I am about to. They must be anxious.
“No but I will.”
“Tell them he’s dead!”
I understand her pain but as a doctor having witnessed one of the greatest miracles in there, I cannot tell the people waiting out there with hope that Christian Vitello Volkov is dead.
“He just fought to live and I know you are relieved to hear he is alive. With that being said, I cannot tell them that-.”
“He is better off dead than going back to that life. They shot him, Giuseppe, they shot my…”
“This is unreasonable. They will want to confirm he’s dead. I cannot-.”
“I trust you; I have trusted you for decades. You helped me and now you will help me save my son from the life his treacherous father put in his way. He will not die like Moretti. He will not die a gangster, bleeding out and fighting for a life that is not worth it.”
“Lucia, what you are asking me to do is.”
“You have children, do you not? Giuseppe, tell me now if your daughter got stabbed once in a park she regularly visited and survived. Would you let her play in the same park again? Would you risk the chances of her being stabbed and nearly dying again?”
“What you are asking of me as a doctor, I cannot condone it. Your daughter is out there praying for him, she will be devastated. Your…his wife, came in a rough state. She is pregnant with twins! His death will traumatize her, compromise your grandchildren!”
Christian Vitello had taken the reins from his father a few months ago.
Today he was to wed.
Judging by his bride who was partly conscious and partly out of it when she arrived, the woman loved him.
I was in the theater consulting with some of the best neurosurgeons when we operated on Christian Vitello.
The man fought for a chance to breathe.
He must have fought for the woman in the blood-tainted wedding gown and for his future kids.

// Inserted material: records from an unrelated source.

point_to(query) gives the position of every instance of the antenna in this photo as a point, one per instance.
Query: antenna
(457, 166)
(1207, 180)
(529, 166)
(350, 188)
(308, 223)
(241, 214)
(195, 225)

“I will not lose my son again. I left him to fend for himself in America, I disappeared scared that Moretti’s enemies would find me and kill me. I abandoned my children. I will not abandon him this time.”
“Lucia, please…”
“Do what you must or I will be forced to go after your children, Giuseppe.”
“Lucia.”
She hangs up.
Ten minutes later, I am looking at a man who is about to lose everything without knowing.
The surgery was a success but the degree in which his brain would be affected was up to chance.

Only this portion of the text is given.